The police in Jammu and Kashmir on Wednesday claimed that they have busted modules of militant outfits Jaish-e-Mohammed and Lashkar-e-Taiba and arrested five people, reported PTI.

The police said that they arrested four men, who were allegedly planning a car-bomb attack on security forces in Pulwama’s Pampore town. “Jaish wanted to carry out a car-bomb attack and the Awantipora police was tracking this module,” Kashmir zone Inspector General of Police Vijay Kumar told reporters. “We have arrested four persons in this regard and have also seized the car that was to be used in carrying out the attack.”

Kumar claimed that the militant outfit had motivated Sahil Nazir, a first-year college student, through Telegram and other mobile messaging applications to procure a second-hand car for carrying out the attack.

He claimed that Nazir has confessed to his involvement in the plot and also admitted to throwing a grenade at security forces in Pampore on January 25. The others who have been arrested in the alleged Jaish-e-Mohammed attack module are Kaiser Ahmad, Mohammad Younis Fayaz and Yasir Wani, according to Greater Kashmir. The police officer said that the car was seized from the house of Fayaz.

In the Lashkar-e-Taiba case, the police arrested an overground worker of the militant outfit and seized 25 kilograms of explosives from his house in Pampore. “On the instructions of Omar Khanday, who joined the militant ranks last year, the LeT had planned to carry out a fidayeen [suicide] attack or an IED [improvised explosive device] blast at the municipal committee building in Pampore,” Kumar claimed.

Kumar claimed that Khanday was involved in the killing of two police personnel in Srinagar’s Baghat area. Besides Khanday, the LeT module comprises Musaib Ahmad Gojri Ahmed, Muneeb Mushtaq and Shahid Sofi, according to the police officer.

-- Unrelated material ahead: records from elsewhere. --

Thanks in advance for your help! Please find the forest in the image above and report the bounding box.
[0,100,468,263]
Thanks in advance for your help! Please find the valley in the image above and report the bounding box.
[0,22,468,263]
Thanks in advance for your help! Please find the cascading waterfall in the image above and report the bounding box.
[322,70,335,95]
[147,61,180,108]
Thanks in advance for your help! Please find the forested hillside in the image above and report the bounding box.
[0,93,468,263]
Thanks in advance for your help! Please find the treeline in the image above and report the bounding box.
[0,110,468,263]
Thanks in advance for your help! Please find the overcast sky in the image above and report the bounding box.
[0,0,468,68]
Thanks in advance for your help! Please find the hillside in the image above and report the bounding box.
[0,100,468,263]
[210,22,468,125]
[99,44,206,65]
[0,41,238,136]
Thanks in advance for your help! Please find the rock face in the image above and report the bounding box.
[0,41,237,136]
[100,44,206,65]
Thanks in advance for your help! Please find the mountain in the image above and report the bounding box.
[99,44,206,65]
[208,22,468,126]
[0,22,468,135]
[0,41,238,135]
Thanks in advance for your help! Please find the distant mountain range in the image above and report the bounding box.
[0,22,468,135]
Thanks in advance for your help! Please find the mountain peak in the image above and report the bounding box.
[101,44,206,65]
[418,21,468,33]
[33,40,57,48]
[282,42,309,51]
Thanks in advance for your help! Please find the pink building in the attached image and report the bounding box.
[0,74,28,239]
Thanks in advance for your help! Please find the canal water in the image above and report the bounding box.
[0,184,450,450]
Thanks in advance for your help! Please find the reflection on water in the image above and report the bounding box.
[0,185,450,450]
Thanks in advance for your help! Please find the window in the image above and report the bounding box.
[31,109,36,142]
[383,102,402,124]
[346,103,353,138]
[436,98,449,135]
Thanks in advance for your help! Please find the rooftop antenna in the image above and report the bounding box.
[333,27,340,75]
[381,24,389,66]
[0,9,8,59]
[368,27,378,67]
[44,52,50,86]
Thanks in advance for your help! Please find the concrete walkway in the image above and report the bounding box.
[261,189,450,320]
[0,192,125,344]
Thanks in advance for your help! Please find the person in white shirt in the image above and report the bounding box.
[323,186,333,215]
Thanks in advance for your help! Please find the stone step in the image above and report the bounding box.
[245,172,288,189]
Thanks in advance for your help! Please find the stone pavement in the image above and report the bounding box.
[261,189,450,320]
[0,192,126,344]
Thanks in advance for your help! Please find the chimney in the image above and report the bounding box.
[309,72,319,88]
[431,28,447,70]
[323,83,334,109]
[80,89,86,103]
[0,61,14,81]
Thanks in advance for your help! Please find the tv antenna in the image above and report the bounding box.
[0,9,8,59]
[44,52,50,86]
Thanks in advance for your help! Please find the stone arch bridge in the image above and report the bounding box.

Kumar made the statement at a press conference held after the killing of holding Gani Khawaja, the chief commander of militant group Al-Badr, on Tuesday.

The police officer said the operation around Khawaja’s killing was “clean” with no collateral damage. “It is a major success for security forces,” he said. “Abdul Gani had joined militancy in 2001 and was arrested in 2007. He was released in 2008 and worked as an OGW [overground worker] till 2018. He became active again in 2018.”

Kumar said the slain militant had parted ways with Hizbul Mujahideen and worked to reactivate Al-Badr on instructions from Pakistan. “He was involved in recruiting new militants for Al-Badr in Kashmir while receiving groups from across the Line of Control,” he said. “He was a very big commander.”

The Kashmir Police had earlier said that Khwaja was involved in several attacks on security forces and civilians. “Dozens of cases have been registered against him in north Kashmir,” they said.